Romancier à plein temps, le parisien Simon Mercier accepte le travail de nègre littéraire proposé par le président d’une association provinciale. Débarquant dans le village de Louvray, Simon doit se confronter à l’acariâtre Angèle, la fidèle domestique du regretté Monsieur de Ferdon, celle-là même qui détient la mémoire de l’illustre sommité et qui signera la biographie.
Comment contenter à la fois ceux qui racontent, ceux qui commandent, ceux qui lisent et ceux qui contestent ? Que restera-t-il de ces vérités après le passage du prêteur de plume ?
Extrait du livre : Simon Mercier n’aimait pas les dédicaces dans les boutiques de province ! À chacune d’elles, il se promettait de ne plus jamais les accepter.
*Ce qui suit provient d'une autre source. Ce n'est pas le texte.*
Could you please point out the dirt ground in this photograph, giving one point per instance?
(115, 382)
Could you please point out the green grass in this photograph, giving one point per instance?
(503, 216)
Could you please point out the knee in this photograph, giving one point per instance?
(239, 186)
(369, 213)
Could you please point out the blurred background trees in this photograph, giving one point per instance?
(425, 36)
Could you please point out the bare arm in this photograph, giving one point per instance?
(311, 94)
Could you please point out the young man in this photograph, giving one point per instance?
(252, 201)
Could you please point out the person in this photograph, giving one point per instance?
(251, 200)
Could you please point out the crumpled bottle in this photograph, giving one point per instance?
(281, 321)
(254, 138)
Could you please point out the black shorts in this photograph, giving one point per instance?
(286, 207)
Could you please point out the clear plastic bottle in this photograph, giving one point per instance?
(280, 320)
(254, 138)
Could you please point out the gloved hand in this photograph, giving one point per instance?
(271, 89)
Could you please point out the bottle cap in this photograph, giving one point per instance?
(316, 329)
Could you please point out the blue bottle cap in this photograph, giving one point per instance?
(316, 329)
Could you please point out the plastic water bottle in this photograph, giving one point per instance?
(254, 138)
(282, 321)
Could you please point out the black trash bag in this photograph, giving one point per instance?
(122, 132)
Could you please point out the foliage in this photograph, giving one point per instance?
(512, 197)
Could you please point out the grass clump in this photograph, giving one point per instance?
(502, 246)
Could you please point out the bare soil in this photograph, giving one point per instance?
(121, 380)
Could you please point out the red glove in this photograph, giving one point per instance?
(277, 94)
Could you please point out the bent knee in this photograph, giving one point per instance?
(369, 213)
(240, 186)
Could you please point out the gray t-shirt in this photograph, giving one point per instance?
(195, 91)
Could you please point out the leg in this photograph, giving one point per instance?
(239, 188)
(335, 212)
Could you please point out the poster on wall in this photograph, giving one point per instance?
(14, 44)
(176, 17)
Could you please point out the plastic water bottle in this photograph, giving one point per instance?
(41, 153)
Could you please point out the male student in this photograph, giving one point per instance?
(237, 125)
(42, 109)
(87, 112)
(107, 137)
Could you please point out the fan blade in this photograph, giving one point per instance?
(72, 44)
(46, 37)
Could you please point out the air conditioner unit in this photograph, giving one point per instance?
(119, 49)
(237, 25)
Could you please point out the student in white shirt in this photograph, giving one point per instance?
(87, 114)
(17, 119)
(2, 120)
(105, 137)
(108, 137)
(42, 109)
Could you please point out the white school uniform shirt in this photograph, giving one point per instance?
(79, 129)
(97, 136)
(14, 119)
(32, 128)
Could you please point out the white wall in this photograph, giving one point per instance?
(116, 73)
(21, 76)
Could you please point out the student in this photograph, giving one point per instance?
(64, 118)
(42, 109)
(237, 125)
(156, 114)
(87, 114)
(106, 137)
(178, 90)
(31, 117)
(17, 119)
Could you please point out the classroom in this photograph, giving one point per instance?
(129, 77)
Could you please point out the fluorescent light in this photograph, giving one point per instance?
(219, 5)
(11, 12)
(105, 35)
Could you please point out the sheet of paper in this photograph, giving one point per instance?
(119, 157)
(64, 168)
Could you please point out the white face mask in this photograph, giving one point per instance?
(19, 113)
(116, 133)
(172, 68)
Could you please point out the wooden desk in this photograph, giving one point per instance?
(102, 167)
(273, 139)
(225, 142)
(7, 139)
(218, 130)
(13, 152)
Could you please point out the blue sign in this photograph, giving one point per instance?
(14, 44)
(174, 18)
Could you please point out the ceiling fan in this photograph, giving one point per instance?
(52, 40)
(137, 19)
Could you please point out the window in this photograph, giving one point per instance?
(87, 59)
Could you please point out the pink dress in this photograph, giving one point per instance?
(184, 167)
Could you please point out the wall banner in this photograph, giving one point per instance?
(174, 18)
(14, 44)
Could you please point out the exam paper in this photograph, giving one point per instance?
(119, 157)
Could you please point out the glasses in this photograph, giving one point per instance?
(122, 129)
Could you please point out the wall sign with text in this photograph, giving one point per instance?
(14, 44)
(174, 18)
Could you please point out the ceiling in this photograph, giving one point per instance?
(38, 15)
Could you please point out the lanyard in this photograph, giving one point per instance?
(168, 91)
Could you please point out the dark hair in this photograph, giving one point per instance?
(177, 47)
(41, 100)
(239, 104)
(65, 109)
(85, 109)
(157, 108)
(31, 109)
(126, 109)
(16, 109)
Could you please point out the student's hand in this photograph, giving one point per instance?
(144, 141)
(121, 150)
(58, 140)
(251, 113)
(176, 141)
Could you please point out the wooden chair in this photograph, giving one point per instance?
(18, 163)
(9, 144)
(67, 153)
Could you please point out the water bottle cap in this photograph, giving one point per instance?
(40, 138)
Il savait d’expérience que c’était le pire moment de son travail, que les clients lui témoignaient avec passion la plus palpable des indifférences. Bien sûr, s’il avait été un auteur reconnu, il n’aurait même pas eu le temps de lever la tête pour apercevoir les visages bienveillants de ces hommes et surtout de ces femmes qui formeraient la longue file d’attente. Ses dédicaces auraient été toutes identiques.
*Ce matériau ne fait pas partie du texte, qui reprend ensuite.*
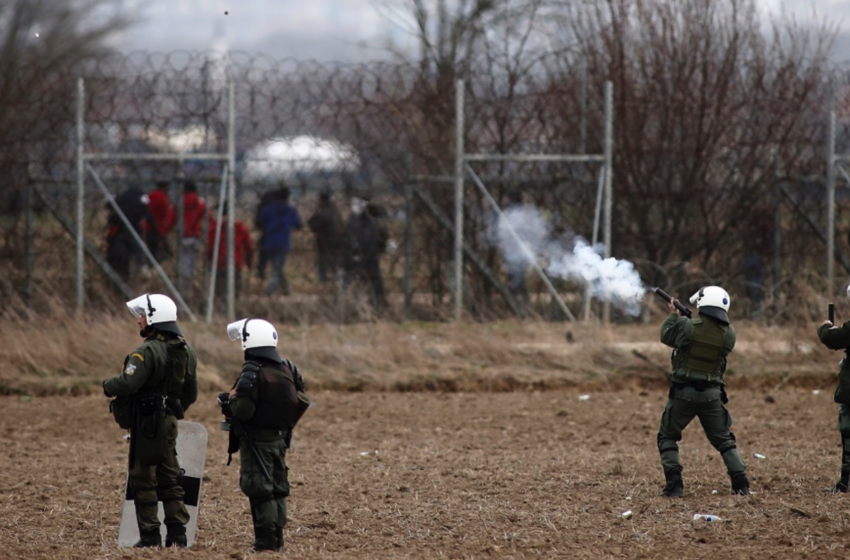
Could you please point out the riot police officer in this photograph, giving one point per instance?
(263, 407)
(156, 387)
(700, 348)
(838, 338)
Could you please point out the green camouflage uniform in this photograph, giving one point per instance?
(266, 497)
(838, 338)
(696, 393)
(143, 374)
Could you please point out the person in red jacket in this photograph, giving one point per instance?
(162, 213)
(193, 217)
(243, 253)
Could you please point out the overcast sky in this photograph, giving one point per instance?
(345, 30)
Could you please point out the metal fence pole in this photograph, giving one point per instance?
(459, 149)
(600, 191)
(830, 200)
(81, 181)
(777, 237)
(28, 231)
(526, 250)
(408, 249)
(231, 200)
(609, 172)
(583, 122)
(225, 173)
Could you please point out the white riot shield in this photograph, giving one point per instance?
(191, 454)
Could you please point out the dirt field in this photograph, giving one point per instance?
(463, 475)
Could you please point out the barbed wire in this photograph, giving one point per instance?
(394, 120)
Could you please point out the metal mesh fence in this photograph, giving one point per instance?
(382, 131)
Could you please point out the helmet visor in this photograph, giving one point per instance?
(695, 298)
(138, 306)
(235, 330)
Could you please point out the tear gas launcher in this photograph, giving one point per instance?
(669, 299)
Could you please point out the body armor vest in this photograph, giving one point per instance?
(702, 360)
(277, 405)
(170, 382)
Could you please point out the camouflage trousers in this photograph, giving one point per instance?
(158, 483)
(683, 406)
(844, 429)
(267, 497)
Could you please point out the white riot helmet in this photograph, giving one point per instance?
(160, 311)
(712, 301)
(259, 337)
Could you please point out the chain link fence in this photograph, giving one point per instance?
(378, 131)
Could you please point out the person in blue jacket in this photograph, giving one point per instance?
(277, 219)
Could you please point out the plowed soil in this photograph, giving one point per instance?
(463, 475)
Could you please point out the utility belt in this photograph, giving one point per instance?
(150, 405)
(698, 386)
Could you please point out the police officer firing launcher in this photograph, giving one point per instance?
(262, 409)
(700, 347)
(838, 338)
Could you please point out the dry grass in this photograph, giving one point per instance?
(65, 355)
(531, 474)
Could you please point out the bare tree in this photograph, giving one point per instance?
(43, 44)
(705, 101)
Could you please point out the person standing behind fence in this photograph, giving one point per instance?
(366, 240)
(263, 257)
(276, 220)
(242, 255)
(326, 225)
(193, 217)
(162, 214)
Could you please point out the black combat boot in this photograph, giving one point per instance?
(264, 540)
(741, 485)
(278, 535)
(843, 484)
(176, 536)
(150, 539)
(674, 488)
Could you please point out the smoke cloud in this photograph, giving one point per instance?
(613, 280)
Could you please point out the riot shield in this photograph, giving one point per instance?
(191, 454)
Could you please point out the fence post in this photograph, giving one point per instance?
(609, 172)
(28, 257)
(231, 200)
(459, 149)
(408, 249)
(830, 200)
(81, 178)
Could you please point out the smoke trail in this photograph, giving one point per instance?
(610, 279)
(530, 228)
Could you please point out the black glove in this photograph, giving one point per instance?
(296, 375)
(224, 402)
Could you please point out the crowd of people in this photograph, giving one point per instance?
(348, 251)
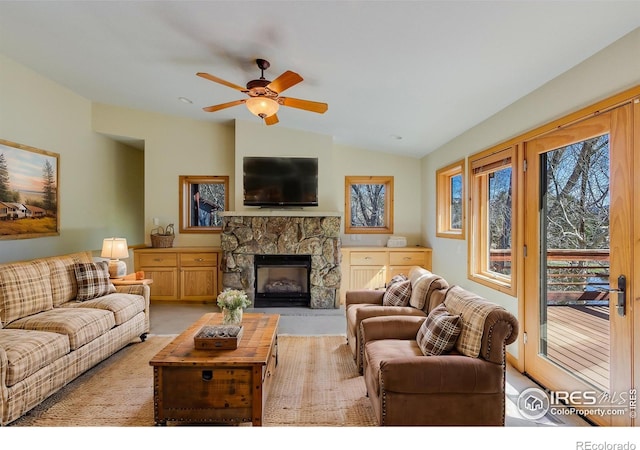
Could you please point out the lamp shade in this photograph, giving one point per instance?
(262, 106)
(115, 248)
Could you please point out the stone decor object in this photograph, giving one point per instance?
(244, 236)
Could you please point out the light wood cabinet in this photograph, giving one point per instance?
(181, 273)
(373, 267)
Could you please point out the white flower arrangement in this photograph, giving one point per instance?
(233, 299)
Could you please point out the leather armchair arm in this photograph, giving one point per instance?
(450, 374)
(390, 327)
(368, 296)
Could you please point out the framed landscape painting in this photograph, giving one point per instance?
(28, 192)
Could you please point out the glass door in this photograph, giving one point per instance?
(578, 226)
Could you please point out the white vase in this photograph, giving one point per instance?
(232, 316)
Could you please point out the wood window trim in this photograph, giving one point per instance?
(444, 176)
(481, 164)
(388, 211)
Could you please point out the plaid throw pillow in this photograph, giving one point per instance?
(396, 279)
(93, 280)
(439, 332)
(473, 311)
(397, 294)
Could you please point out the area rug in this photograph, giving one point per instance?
(315, 384)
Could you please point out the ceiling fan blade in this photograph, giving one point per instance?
(284, 81)
(271, 120)
(223, 106)
(221, 81)
(307, 105)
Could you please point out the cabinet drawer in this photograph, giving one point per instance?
(157, 259)
(407, 258)
(368, 259)
(199, 259)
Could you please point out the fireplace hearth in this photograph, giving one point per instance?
(282, 280)
(249, 235)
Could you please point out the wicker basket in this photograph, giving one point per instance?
(162, 238)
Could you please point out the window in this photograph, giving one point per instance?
(450, 201)
(368, 205)
(491, 240)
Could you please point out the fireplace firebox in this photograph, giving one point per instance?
(282, 280)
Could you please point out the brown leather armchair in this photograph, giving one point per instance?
(363, 304)
(407, 388)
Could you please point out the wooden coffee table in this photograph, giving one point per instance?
(216, 386)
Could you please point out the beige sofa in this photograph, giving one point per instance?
(60, 316)
(427, 291)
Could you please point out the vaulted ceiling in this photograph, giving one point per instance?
(399, 76)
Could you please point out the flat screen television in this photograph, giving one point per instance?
(280, 181)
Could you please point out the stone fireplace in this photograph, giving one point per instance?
(247, 234)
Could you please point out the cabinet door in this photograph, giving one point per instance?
(165, 282)
(407, 258)
(367, 277)
(198, 283)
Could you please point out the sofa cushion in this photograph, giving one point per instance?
(29, 351)
(423, 287)
(397, 294)
(385, 349)
(473, 311)
(439, 332)
(93, 280)
(63, 278)
(123, 306)
(25, 289)
(81, 325)
(396, 279)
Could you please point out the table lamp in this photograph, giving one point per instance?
(114, 249)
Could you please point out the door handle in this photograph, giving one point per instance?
(621, 294)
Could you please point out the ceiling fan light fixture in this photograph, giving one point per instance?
(262, 106)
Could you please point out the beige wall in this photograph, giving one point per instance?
(96, 143)
(172, 147)
(99, 179)
(614, 69)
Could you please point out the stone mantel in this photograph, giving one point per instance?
(280, 213)
(283, 232)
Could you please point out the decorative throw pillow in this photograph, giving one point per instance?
(93, 280)
(397, 294)
(396, 279)
(473, 311)
(439, 332)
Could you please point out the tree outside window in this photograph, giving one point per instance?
(368, 204)
(450, 201)
(491, 239)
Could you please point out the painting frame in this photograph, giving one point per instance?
(199, 212)
(25, 211)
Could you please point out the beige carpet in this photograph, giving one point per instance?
(315, 384)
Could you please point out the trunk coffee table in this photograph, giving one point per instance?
(216, 386)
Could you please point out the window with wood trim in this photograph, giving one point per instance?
(368, 205)
(492, 252)
(450, 201)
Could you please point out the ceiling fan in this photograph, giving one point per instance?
(264, 95)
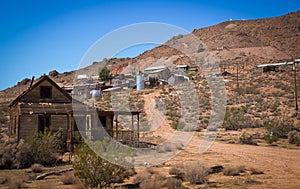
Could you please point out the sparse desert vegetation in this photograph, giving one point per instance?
(256, 146)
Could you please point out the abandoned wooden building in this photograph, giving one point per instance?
(45, 105)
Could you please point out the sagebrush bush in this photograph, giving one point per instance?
(39, 148)
(94, 170)
(37, 168)
(246, 138)
(270, 139)
(195, 172)
(178, 172)
(294, 137)
(68, 179)
(15, 182)
(154, 182)
(278, 126)
(174, 183)
(42, 148)
(235, 119)
(234, 171)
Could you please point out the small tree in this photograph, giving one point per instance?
(43, 148)
(95, 170)
(104, 73)
(235, 119)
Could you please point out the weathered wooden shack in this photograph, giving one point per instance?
(45, 105)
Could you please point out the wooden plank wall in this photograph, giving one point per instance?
(34, 94)
(28, 125)
(59, 122)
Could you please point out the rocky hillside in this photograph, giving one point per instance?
(251, 42)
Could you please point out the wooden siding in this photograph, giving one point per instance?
(28, 125)
(14, 122)
(34, 94)
(45, 108)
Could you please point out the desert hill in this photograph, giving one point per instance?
(251, 42)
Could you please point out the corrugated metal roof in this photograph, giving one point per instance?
(155, 68)
(275, 64)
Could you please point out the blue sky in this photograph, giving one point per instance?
(38, 36)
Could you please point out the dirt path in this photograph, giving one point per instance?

« À Mireille, une fidèle lectrice, amitiés, Simon Mercier ».
« À Nathalie, une fidèle lectrice, amitiés, Simon Mercier ».
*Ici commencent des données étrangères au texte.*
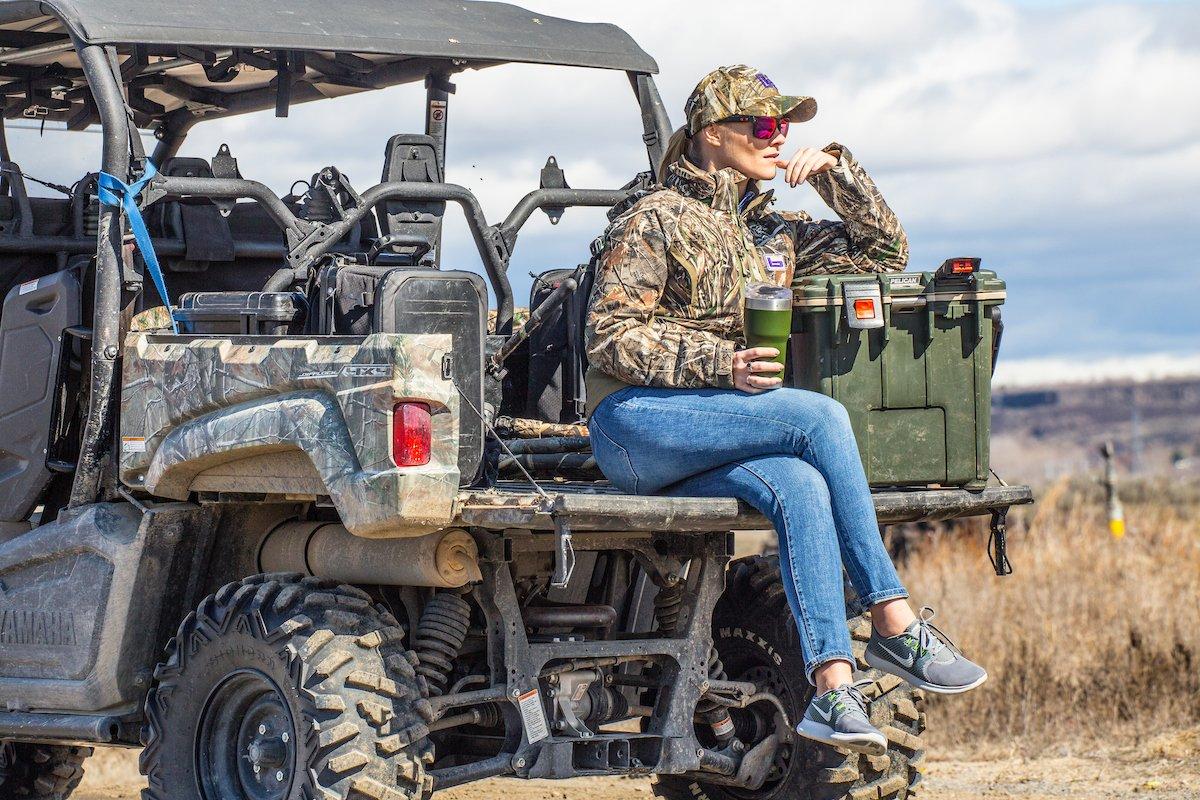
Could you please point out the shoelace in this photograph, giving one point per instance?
(853, 695)
(929, 638)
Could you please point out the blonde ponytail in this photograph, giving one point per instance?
(677, 145)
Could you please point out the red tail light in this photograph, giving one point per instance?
(959, 266)
(412, 432)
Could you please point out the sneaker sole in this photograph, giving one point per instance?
(869, 744)
(893, 668)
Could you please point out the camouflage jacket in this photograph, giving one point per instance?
(666, 308)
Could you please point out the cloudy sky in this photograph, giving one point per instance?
(1059, 140)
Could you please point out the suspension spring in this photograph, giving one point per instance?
(438, 637)
(667, 608)
(667, 611)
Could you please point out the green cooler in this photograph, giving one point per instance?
(910, 355)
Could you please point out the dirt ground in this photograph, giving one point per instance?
(1113, 776)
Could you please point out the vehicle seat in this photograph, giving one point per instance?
(197, 221)
(557, 353)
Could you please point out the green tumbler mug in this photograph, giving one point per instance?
(768, 319)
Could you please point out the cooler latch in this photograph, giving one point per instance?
(997, 543)
(864, 305)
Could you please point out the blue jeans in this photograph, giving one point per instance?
(787, 452)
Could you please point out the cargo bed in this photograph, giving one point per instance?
(589, 506)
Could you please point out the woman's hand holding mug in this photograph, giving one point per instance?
(749, 372)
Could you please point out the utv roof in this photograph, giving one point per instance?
(443, 29)
(202, 59)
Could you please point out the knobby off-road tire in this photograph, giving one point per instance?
(31, 771)
(303, 678)
(757, 641)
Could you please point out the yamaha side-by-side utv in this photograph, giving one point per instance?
(286, 505)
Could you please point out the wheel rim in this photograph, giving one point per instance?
(246, 743)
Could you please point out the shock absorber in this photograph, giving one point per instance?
(438, 637)
(667, 607)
« À Luce, une fidèle lectrice, amitiés, Simon Mercier ».
« A Jérôme, une fidèle lectrice, …. »
- Je suis désolé, cher Jérôme, je vais devoir faire une rature !
L’éditeur aurait négocié sa venue avec le libraire. Pas plus de deux heures d’intervention, déplacement et déjeuner remboursés. Pourquoi pas la petite enveloppe… Il ne compterait pas les livres signés, il saurait de toutes manières qu’il dédicace en moyenne quatre-vingts bouquins à l’heure. Il n’écouterait que très vaguement tous ces gens venus lui dire qu’il est génial ; tout bonnement génial. Sans un mot, il sourirait humblement mais au fond de lui-même s’entendrait répondre qu’il le sait depuis toujours. Chaque rencontre n’excéderait pas quarante secondes ; si vous voulez tenir le rythme des quatre-vingts livres à l’heure, il y a des règles à respecter.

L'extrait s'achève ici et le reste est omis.